L’aide internationale, y compris du FMI, a été un élément essentiel de ce redressement, mais de nombreux problèmes subsistent. Le conflit trouve son origine dans vingt années de mauvaise gestion économique, d’immigration et de luttes au sujet de la propriété des terres et une transition difficile vers la démocratie. Si la Côte d’Ivoire réussit à surmonter les dégâts causés par le conflit, elle pourrait redevenir un moteur de la région.

Une étoile qui a perdu de son éclat

Pendant vingt ans après son indépendance en 1960, la Côte d’Ivoire a été un miracle économique. Avec une croissance annuelle de 7% fondée sur une position dominante en tant que producteur de cacao, de café et de coton, beaucoup s’attendaient à ce qu’elle devienne le premier pays d’Afrique subsaharienne à passer parmi les pays développés. Une détérioration soudaine des termes de l’échange, conjuguée à des investissements publics et des emprunts extérieurs trop ambitieux, a brutalement réduit ce rêve à néant au milieu des années 80.
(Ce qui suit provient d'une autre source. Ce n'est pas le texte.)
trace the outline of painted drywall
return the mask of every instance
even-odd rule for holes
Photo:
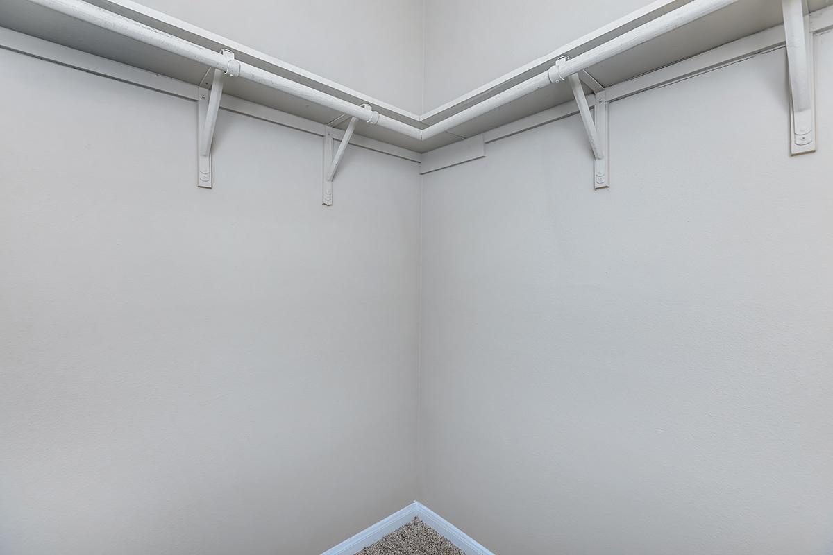
[[[415,114],[422,111],[423,0],[141,0]]]
[[[320,553],[416,498],[417,165],[0,51],[0,553]]]
[[[593,23],[595,25],[595,23]],[[419,499],[496,553],[833,546],[833,33],[423,176]]]
[[[496,79],[648,0],[425,0],[424,111]]]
Principaux événements politiques, 1999–2008

Décembre 1999 Coup d’état du Général Gueï contre le Président Bédié, élu en 1995

Octobre 2000 Gbagbo élu Président, instabilité politique et violence

Septembre 2002 Tentative de coup d’État, guerre civile, Forces nouvelles au nord, déploiement de 4.000 soldats français

Janvier 2003 Accord de paix Linas-Marcoussis, gouvernement de réconciliation nationale

Février 2004 ONU envoie une force chargée du maintien de la paix (UNOCI) de 7.000 unités

Fin 2005 Conseil de sécurité des Nations Unies approuve le report des élections présidentielles à octobre 2006

Mars 2007 Accord d’Ouagadougou signé entre Gbagbo et Soro; nouveau gouvernement de transition, Soro Premier Ministre; élection présidentielle prévue pour février 2008

Mars 2008 Élection présidentielle annoncée pour novembre 2008

Les efforts de redressement ont été jugés trop faibles et trop tardifs, jusqu’à la dévaluation du franc CFA en janvier 1994. À cette époque, juste après la mort du Président Houphouët-Boigny, le pays avait du mal à assurer la transition de l’autocratie à la démocratie, l’un des problèmes étant qu’un quart de la population était d’origine immigrée récente. Les tensions sur la propriété des terres étaient aggravées par le chômage élevé et ont débouché sur le concept d’ ivoirité, dont l’exploitation à des fins politiques a fait de l’ethnicité un nouveau facteur dans la politique ivoirienne.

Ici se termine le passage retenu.